Prof Michael Herbst, Health Specialist at CANSA, adds that due to the addictive nature of the nicotine found in e-cigarettes and the steeper price, younger users may later turn to cigarettes. This can have adverse effects on their brain development: “They’re particularly harmful and addictive to those under age 25, as their brains are still developing, and nicotine can negatively affect development.” 

Kicking the habit 

Instead of switching over to vapes. cigarette smokers should quit by using a proven treatment, Prof Herbst says. “Our free online eKickButt programme helps with quitting through emails and downloads, and guides and mentors smokers as they quit. Counselling and medication can more than double the chance of a smoker succeeding in quitting.” 
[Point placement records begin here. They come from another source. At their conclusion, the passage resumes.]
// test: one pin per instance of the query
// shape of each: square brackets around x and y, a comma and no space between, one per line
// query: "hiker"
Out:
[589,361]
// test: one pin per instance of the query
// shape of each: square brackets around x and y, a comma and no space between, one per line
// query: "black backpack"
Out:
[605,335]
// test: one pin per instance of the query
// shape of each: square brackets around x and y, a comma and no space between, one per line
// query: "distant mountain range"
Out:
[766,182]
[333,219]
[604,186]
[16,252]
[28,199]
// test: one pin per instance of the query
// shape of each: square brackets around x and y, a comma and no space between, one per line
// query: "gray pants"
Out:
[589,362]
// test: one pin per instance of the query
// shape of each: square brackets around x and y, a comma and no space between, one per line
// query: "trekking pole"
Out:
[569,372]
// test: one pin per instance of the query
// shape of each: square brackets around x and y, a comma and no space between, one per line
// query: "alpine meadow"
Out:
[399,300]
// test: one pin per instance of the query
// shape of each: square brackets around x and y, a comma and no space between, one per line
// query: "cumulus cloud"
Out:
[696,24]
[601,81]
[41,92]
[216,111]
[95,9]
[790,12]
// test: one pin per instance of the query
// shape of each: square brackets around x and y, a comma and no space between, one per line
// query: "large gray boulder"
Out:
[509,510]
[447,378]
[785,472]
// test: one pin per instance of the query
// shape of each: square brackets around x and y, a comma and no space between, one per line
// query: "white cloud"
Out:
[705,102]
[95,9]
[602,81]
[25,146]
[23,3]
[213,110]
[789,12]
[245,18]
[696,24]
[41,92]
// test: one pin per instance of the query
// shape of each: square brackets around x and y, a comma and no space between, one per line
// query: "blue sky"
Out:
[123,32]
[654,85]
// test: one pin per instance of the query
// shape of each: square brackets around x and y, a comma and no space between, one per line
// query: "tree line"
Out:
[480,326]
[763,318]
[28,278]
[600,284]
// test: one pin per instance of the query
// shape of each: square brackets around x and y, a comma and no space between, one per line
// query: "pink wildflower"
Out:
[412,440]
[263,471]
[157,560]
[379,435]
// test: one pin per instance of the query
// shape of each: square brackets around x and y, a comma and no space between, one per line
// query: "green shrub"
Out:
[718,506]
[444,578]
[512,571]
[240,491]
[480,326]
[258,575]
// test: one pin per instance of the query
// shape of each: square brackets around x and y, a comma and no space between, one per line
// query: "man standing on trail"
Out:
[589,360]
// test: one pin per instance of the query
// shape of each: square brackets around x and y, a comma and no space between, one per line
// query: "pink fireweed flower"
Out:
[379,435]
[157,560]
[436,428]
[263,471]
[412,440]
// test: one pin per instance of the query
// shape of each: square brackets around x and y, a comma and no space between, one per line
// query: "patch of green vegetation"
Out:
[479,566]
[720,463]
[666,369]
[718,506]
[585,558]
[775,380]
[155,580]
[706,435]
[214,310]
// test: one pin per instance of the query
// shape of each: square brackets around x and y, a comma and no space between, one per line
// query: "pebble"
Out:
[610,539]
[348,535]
The same information and process would help a vaper to quit. Visit for more information or call CANSA toll free on 0860 22 66 22 and request a counselling session –available in seven languages. 

The NCAS also hosts a Quitline on 011 720 3145, a number which is on every cigarette box, and smokers can also get help via the WhatsApp number: 072 766 4812. 

A pricey habit 

For 2024/25, Finance Minister Enoch Godongwana proposed an increase on excise duties for vapes in line with expected inflation to R3.04 per millilitre.